Yes I understand just how you are feeling, often it can be so over whelming and exhausting.

I am not sure if you have reached out to a mental health or carers services. Many have great educational and support programs to help both adults and children. Just google mental health services or Carers services for your state.

I know it can feel overwhelming and a little embarrassing joining a service but they really can be so helpful and supportive and you do get the opportunity to chat and talk to many people that do live with a similar story to yourself.

I myself am not only a carer but also work in mental health and run a weekly support group in the state that I live in. I also run SMILES a children program helping children that are effected by mental illness how to deal with their emotions and understand what the person they love are going through.

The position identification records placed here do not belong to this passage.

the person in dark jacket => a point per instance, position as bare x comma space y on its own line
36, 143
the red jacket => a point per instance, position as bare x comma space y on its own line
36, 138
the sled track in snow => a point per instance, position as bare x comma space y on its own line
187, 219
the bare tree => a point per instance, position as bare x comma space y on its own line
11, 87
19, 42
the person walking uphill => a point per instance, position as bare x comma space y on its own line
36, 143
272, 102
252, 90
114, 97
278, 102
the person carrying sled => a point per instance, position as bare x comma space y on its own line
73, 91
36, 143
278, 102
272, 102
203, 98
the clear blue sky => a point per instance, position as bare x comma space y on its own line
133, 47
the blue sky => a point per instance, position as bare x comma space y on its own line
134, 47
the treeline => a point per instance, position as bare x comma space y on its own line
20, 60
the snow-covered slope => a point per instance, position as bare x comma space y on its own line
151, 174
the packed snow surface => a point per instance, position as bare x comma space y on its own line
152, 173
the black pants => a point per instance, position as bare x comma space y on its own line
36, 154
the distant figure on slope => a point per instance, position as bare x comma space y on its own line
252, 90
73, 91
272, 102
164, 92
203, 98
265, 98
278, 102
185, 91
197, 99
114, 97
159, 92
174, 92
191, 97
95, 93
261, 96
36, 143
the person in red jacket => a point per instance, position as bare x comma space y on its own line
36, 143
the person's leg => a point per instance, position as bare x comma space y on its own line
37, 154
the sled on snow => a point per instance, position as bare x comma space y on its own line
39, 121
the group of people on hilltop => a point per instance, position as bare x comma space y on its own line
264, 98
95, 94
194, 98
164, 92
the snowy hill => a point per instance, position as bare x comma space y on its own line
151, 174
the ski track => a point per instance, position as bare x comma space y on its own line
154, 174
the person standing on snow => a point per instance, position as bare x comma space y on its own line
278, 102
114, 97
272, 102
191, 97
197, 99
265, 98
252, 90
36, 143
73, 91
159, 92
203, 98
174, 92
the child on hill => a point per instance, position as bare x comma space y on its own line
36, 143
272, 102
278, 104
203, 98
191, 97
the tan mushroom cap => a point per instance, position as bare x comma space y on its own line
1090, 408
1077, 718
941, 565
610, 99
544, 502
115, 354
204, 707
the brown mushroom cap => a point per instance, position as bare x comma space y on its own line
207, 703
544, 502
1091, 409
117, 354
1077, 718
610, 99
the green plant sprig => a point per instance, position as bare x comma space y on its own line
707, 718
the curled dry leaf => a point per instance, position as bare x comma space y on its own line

I truly do understand and hope you find support in this forum and outside in the community you live in.

 

 

 

Re: Feeling lost

Thank you for your advice. I have made a few calls today to join a local support group. My main concern is for the kids. Is it better for them if he stays at home under really stressful conditions or asking him to go and them only having me? This is what I'm really struggling with. I am worried about where he would go and what would happen to him as well.

Re: Feeling lost

Hi, Sounds like all members who are contributing to the blog are "working their butts off" (excuse the expression!) to keep everything "shipshape" while their partners are treating them like dirt! I have learnt that I have a history of "caring too much"! As a wife of many years and mother of 6 kids, I have had to learn some self - care. Sometimes that means changing the way I have done things in the past : eg: I stopped babying my husband in ways I thought were my duty, like not making his breakfafst and lunch every day. He now decides if he eats during the day (or not - mostly gets by on cups of tea/coffee at work!) I decided to move into the spare room as I was DESPERATE to get a decent night's sleep (couldn't survive on 4 hrs!). If he doesn't make the bed (which I always did) well - how impoortant is it? He can get into a crumpled bed at night, if he chooses. I have learnt some of these strategies (and many more) over the past almost 10 years, since joining the WONDERFUL support group called "Al-Anon Family Groups". My husband drinks alone every night after work. He has chronic anxiety and depression. Al-Anon Family Groups  supports the families and friends of problem drinkers. There is also a junior program for teens living with a drinker called "Alateen". Good luck to all!